Email Insights: Sen. Clyde Chambliss proposes budget plan

Alabama State House

After the failed first special session lawmakers are looking to make sure the second on isn’t a failure as well. Here’s a proposal made by Senator Clyde Chambliss this afternoon.

Today, State Senator Clyde Chambliss (R-Prattville) unveiled a comprehensive state budget proposal that will avoid a cut budget for Fiscal Year 2016. Senator Chambliss’ plan also includes long-term, structural reforms to Alabama’s budgeting system that will help stabilize state finances and spur economic growth.

“This plan accomplishes two important goals. It will achieve long-term financial stability for the state of Alabama and solve the budget crisis we face this year,” Chambliss said. “Financial stability will lead to more jobs. Alabama’s GDP growth has lagged behind the national average partly because companies are hesitant to locate to a state where there is a budget crisis every single year.”

Senator Chambliss proposes solving the immediate problem of the FY2016 budget shortfall by moving the entire use tax from the Education Trust Fund to the State General Fund, which would mean an additional $225 million for the SGF budget. It also includes a permanent removal of the sales tax on certain groceries – raw meat, fruit, and vegetables – saving consumers $70 million annually.

To backfill the revenue lost to the ETF, his plan includes new revenue of $226 million to the ETF in the form of taxes on cigarettes, soft drinks, and a change to the business privilege tax. The cigarette and soft drink taxes will immediately sunset after three years to give legislators time to accomplish structural budget reform.

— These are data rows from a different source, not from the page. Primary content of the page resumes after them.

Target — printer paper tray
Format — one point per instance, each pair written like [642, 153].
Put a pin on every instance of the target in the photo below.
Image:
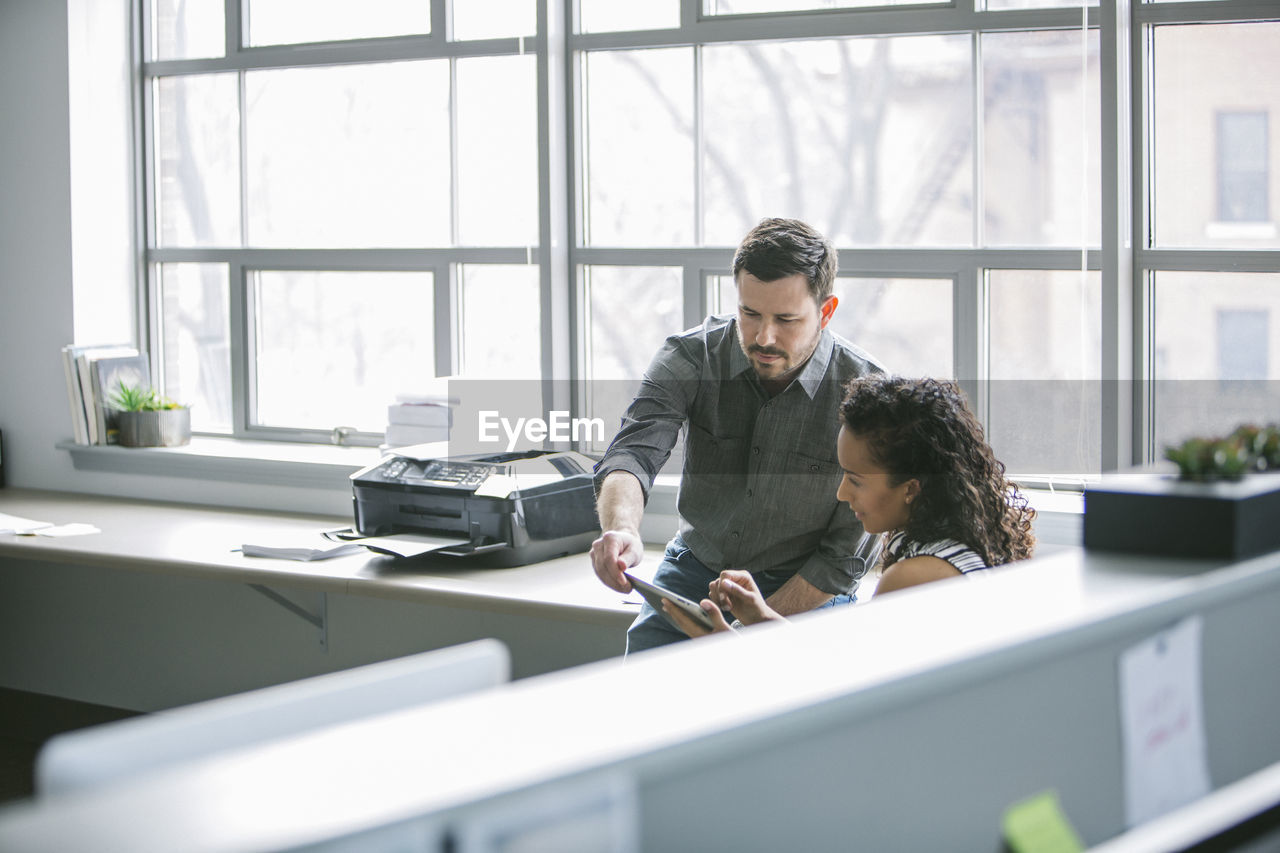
[410, 544]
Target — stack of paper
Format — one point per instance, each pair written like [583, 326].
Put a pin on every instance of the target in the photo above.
[420, 416]
[92, 373]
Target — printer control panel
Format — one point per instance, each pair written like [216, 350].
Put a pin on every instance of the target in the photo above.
[465, 475]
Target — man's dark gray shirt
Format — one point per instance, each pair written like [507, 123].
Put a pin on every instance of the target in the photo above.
[758, 489]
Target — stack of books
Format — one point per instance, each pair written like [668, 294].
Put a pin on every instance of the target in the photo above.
[92, 374]
[420, 416]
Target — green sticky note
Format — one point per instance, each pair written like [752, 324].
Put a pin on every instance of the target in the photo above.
[1037, 825]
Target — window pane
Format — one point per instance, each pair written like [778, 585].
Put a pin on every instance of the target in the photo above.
[350, 156]
[196, 342]
[749, 7]
[501, 322]
[1214, 160]
[187, 30]
[334, 349]
[622, 340]
[1034, 4]
[497, 151]
[611, 16]
[287, 22]
[867, 138]
[905, 323]
[1216, 355]
[197, 160]
[639, 147]
[1046, 356]
[494, 18]
[1034, 183]
[1243, 160]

Alabama’s chronic fiscal challenges can be solved by Chambliss’ long-term, four-step plan to modernize the budgeting process:

  • Isolate the budgets in the legislative process by splitting the annual legislative session into two, 60 calendar-day sessions. The first session will be for the budgets only.
  • Study and evaluate the spending ineach government department in detail by breaking the SGF budget into parts that fit the existing committee structure. Each committee would be responsible for specific departments and would make a detailed recommendation of necessary funding levels for each department every year.
  • Transfer the use tax to the SGF budget in FY16 so the SGF has a growth tax. Starting with FY19, each year one-third of the use tax’s obligations currently in the ETF would move to the SGF until all obligations have been transferred.
  • Combine revenues beginning with FY17 by splitting only the growth between the two budgets, with 78% going to the ETF and 22% to the SGF, which is the historical split between the budgets over the past 15 years.

“It is imperative that we modernize our antiquated budgeting system, and requiring legislators to deal first with the budgets means we won’t tiptoe up to the fiscal cliff every year,” remarked Chambliss.

“Providing growth taxes to the General Fund will solve its chronic shortfalls, and revamping our appropriations process will put every state agency under the microscope,” said Chambliss. “If an agency can’t justify every single expense request, there will be cuts in that department to make government more efficient and save taxpayer dollars.”